Where have I been, under a rock perhaps, that I have never heard of “lingua franca?” 

Do you ever notice a word or phrase for the first time and then, all of a sudden, you read it everywhere? 

Recently, I was rushing to finish my June issue of Vanity Fair, as July had just arrived, and I ran across this phrase, lingua franca.  Because I was on a plane, I was unable to look it up.  My guess at a literal translation was “French tongue,” but that didn’t seem to make sense.

In an article called Playing for the World, preceding the start of the World Cup, A. A. Gill wrote, “It isn’t music or movies or pizza that is the lingua franca of the globe. It’s the Beautiful Game.”  Then, I confess, I lingered unduly on the 12-page photo spread of the World Cup athletes.  Annie Leibovitz, I want your job, if just for one day.  But I digress.

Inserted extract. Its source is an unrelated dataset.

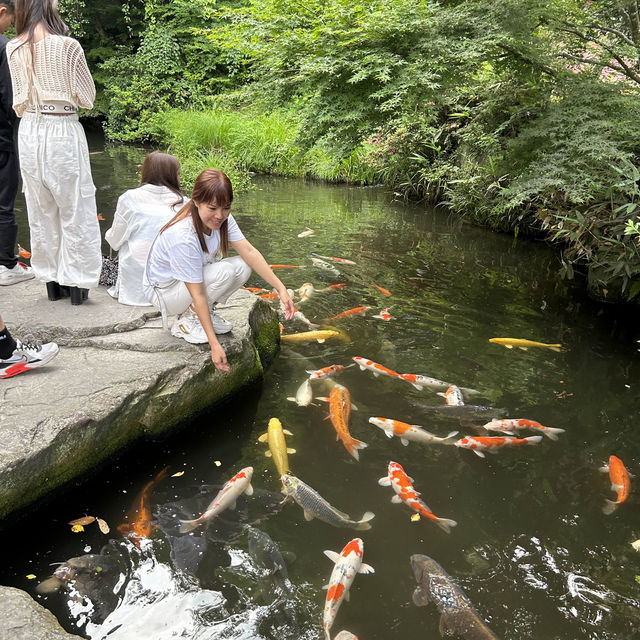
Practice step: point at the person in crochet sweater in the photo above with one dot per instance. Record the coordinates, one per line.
(50, 80)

I later noticed, in the same issue of the magazine, in different places and in different contexts, lingua franca appeared twice more.

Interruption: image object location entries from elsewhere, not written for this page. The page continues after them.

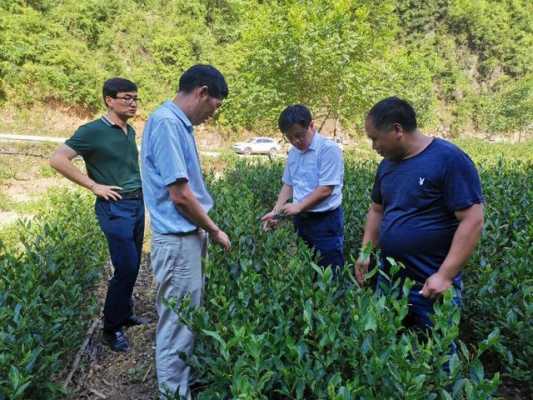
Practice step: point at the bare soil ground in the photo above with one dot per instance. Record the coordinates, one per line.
(104, 374)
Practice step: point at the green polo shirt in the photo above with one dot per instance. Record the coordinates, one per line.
(111, 156)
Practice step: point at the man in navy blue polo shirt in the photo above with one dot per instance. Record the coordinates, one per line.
(108, 148)
(313, 178)
(427, 207)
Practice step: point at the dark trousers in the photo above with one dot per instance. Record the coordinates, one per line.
(324, 233)
(122, 222)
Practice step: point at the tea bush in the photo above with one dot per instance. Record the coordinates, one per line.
(275, 326)
(45, 294)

Yesterday I remembered to look it up.  An hour’s worth of cursory research confounded me further. 

You may already know this, but lingua franca is the term for a hybrid language, like pidgin, that is spoken by persons not sharing a common native language, to communicate with one another.  There seem to be dozens of different forms spoken in Europe, the Middle East and South America.

Okay, so I got that.  But now all of a sudden it’s a simile.  It’s a metaphor.  And it’s everywhere.

Again, my research was cursory, so my findings may not be exact, and the sources are obscure.  Either way, here are some examples I dug up.

“The Dow is certainly Wall Street’s lingua franca.”

“T-shirts are the lingua franca of Silicon Valley.”

“Movies are the lingua franca of the twentieth century.”

Sarcasm is the lingua franca of the Internets [sic].”

More literally, in some faiths, a language called Adamic “is the lingua franca of Heaven.”

I read further that Lingua Franca is the name of a literary magazine that closed down in 2001, one I think I would have liked.  It’s also the name of a band out of Flint, Michigan; the name of a CD by an Australian group called The World According to James; and the names of lyrical movements in several countries. 

I hate it when something is cliché before I ever become aware of it.  Reminds me of the “What’s In and What’s Out” list that comes out every January 1st.  Far too often, it’s already Out before I knew it was In.